Can you please write up a man page for this that clear documents the
expecvted semantics?

Do we have it documented anywhere how O_DIRECT writes interact
with page cache, so I can refer to it?

I can't find a good writeup.  Adding Dave as he tends to do long
emails on topic like this so he might have one hiding somewhere.

GFP_KERNEL can often will block.  You'll probably want a GFP_NOWAIT
allocation here for the nowait case.

I can change it for clarity, but I don't think it's much of a concern
since the read/write path and pretty sure a bunch of other places never
cared about it. It does the main thing, propagating it down e.g. for
tag allocation.

True, we're only doing the nowait allocation for larger data
structures.  Which is a bit odd indeed.

That's widespread, last time I looked into it no amount of patching
saved io_uring and tasks being killed by the oom reaper under memory
pressure.

I'd rather avoid calling bio_discard_limit() an extra time, it does
too much stuff inside, when the expected case is a single bio and
for multi-bio that overhead would really matter.
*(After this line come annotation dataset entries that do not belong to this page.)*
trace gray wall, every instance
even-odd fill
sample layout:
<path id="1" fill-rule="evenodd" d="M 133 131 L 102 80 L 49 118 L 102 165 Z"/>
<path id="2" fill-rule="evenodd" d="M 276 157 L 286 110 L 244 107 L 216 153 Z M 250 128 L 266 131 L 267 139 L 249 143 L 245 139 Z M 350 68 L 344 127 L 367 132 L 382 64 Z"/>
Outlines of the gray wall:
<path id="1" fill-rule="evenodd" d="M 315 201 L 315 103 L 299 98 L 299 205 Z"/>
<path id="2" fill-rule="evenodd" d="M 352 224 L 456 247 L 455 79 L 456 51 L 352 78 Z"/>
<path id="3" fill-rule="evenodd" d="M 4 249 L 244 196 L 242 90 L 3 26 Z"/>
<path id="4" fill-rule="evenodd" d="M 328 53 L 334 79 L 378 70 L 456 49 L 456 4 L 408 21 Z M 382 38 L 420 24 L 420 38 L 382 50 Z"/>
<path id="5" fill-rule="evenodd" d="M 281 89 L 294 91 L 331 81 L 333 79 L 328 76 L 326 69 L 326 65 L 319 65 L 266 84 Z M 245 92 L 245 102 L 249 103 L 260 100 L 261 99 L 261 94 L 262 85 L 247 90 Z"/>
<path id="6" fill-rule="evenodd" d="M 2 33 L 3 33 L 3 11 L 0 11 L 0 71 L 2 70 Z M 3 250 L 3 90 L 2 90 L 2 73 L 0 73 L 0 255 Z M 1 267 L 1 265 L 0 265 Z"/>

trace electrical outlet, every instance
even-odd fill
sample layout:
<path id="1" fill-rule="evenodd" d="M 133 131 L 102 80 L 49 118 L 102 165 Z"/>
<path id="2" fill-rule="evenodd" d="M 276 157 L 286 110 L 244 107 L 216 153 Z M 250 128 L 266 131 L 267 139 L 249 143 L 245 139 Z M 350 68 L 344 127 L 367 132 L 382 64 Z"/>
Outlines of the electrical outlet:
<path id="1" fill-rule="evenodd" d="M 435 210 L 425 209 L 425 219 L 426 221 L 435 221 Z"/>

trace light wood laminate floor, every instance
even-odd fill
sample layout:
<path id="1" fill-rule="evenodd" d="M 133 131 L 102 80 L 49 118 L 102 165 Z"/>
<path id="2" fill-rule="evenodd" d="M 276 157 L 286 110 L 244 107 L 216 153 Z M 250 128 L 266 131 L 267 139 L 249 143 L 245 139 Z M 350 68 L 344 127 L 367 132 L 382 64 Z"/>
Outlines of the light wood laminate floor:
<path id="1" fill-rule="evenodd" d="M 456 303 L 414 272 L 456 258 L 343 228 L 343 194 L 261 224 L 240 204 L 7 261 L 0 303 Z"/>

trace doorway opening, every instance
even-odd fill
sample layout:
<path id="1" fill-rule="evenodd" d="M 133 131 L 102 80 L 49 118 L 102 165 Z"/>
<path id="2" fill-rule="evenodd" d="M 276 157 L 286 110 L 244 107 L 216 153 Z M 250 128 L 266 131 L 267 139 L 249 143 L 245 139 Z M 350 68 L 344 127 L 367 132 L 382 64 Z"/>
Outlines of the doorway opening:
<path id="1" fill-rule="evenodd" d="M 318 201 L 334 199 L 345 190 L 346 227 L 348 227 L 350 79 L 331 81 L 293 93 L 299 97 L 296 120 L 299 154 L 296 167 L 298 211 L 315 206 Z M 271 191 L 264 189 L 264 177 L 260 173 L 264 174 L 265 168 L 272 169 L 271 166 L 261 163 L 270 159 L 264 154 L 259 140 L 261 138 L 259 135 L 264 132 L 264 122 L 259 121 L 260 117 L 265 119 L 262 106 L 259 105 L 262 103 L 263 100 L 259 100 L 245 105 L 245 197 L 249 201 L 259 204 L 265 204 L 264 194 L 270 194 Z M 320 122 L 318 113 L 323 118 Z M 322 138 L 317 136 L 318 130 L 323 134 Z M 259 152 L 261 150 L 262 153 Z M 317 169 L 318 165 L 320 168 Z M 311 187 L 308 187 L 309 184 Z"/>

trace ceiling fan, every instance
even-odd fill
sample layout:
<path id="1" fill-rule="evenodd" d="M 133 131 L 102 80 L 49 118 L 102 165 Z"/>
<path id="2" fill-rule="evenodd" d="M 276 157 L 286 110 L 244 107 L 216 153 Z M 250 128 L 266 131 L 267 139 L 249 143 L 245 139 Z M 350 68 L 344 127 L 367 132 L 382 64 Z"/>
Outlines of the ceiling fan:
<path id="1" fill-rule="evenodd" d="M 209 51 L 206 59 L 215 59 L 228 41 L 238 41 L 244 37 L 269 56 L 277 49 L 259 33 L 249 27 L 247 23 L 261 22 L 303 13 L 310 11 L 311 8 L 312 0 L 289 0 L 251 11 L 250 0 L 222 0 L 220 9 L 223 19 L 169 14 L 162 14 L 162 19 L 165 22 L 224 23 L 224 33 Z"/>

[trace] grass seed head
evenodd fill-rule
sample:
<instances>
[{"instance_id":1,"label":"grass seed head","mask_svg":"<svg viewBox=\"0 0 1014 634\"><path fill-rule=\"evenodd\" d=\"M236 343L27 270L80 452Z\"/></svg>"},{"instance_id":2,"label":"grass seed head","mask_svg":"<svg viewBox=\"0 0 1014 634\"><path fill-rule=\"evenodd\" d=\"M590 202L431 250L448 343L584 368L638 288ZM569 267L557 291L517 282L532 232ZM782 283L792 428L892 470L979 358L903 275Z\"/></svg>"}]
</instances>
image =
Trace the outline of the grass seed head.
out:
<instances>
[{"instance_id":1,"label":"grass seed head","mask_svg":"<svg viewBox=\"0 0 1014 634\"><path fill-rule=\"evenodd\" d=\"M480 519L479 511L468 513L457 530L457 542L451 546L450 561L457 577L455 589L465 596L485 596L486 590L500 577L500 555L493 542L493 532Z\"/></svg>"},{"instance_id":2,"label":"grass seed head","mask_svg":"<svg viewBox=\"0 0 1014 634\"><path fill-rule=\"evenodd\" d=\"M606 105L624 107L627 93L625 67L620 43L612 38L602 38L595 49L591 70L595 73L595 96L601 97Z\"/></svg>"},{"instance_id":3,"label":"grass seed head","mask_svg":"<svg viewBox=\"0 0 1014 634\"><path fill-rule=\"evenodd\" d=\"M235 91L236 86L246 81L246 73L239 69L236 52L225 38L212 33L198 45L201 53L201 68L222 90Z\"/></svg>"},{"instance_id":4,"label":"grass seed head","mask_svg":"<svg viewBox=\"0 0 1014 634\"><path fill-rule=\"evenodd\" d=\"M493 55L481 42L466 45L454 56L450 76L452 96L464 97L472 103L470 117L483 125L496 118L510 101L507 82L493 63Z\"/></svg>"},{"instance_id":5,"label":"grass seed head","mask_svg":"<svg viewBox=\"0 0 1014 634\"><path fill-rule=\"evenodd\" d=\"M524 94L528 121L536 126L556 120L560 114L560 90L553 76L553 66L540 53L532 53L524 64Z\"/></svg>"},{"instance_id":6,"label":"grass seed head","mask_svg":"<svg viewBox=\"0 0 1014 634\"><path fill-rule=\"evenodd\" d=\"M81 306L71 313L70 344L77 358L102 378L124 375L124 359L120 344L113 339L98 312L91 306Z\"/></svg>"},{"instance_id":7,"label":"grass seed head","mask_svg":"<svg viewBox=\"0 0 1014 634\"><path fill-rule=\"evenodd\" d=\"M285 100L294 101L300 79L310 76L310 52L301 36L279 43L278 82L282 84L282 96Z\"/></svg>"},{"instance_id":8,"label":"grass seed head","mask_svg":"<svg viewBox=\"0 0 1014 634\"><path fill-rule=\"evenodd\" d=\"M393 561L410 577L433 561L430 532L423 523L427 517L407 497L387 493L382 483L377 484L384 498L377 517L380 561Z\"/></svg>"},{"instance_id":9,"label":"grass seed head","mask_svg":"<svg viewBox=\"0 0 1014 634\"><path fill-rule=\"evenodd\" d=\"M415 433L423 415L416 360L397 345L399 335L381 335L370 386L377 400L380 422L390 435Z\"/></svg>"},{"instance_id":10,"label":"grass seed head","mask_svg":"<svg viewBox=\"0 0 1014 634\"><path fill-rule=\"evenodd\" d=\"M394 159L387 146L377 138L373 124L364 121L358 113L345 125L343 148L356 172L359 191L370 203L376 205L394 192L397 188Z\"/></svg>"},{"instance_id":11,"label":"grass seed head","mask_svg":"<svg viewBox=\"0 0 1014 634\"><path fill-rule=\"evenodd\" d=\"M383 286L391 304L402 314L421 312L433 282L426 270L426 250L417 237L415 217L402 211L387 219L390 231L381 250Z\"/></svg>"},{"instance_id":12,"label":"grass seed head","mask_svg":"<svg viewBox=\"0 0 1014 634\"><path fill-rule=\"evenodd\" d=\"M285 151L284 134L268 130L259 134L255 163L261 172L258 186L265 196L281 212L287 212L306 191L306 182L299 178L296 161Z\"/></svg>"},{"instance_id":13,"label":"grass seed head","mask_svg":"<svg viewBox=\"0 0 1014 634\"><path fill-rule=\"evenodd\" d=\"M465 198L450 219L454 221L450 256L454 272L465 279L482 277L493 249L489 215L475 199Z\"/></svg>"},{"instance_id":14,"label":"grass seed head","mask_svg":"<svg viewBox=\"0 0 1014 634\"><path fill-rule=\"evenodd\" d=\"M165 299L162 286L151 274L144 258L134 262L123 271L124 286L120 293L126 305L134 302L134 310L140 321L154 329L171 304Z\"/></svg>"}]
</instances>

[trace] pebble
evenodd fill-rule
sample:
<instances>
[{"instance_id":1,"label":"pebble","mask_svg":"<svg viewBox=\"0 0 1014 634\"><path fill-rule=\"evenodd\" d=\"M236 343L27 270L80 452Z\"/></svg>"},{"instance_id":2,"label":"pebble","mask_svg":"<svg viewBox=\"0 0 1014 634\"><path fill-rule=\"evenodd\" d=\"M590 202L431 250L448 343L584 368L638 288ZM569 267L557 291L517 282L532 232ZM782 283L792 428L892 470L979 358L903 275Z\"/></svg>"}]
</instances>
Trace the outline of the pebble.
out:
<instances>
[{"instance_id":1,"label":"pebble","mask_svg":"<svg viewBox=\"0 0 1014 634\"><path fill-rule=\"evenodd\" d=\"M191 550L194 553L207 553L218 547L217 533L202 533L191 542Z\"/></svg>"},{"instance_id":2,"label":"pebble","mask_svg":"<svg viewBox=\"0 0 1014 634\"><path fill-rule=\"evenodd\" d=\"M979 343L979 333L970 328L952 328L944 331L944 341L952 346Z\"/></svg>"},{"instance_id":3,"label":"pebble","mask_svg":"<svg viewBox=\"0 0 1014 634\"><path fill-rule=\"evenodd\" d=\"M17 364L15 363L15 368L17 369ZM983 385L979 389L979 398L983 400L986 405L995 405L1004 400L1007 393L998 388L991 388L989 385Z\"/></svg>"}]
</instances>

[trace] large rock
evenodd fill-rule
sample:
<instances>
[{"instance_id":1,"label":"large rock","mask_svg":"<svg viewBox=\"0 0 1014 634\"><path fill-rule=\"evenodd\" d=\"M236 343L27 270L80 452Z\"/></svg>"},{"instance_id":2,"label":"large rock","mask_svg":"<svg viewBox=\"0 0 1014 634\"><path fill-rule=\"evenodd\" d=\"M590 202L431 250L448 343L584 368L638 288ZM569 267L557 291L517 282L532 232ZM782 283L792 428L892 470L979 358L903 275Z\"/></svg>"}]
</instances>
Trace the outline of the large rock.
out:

Compared to a memory allocation it's not really doing all the much.
In the long run we really should move splitting discard bios down
the stack like we do for normal I/O anyway.

Maybe I should uniline blk_alloc_discard_bio() and dedup it with

uniline?  I read that as unіnline, but as it's not inline I don't
understand what you mean either.

"Hand code" if you wish, but you can just ignore it


+#define BLOCK_URING_CMD_DISCARD			0

Is fs.h the reight place for this?

Arguable, but I can move it to io_uring, makes things simpler
for me.

I would have expected a uapi/linux/blkdev.h for it (and I'm kinda
surprised we don't have that yet).

I think that would be overkill, we don't need it for just these
commands, and it's only adds pain with probing the header with
autotools or so. If there is a future vision for it I'd say we
can drop a patch on top.

Curious:  how to we deal with conflicting uring cmds on different
device and how do we probe for them?  The NVMe uring_cmds
use the ioctl-style _IO* encoding which at least helps a bit with
that and which seem like a good idea.  Maybe someone needs to write
up a few lose rules on uring commands?

My concern is that we're sacrificing compiler optimisations
(well, jump tables are disabled IIRC) for something that doesn't even
guarantee uniqueness. I'd like to see some degree of reflection,
like user querying a file class in terms of what operations it
supports, but that's beyond the scope of the series.

We can't guaranteed uniqueness, but between the class, the direction,
and the argument size we get a pretty good one.  There is a reason
pretty much all ioctls added in the last 25 years are using this scheme.

which is likely because some people insisted on it and not because
the scheme is so great that everyone became acolytes. Not to mention
only 256 possible "types" and the endless mess of sharing them and
trying to find a range to use. I'll convert to have less headache,
but either way we're just propagating the problem into the future.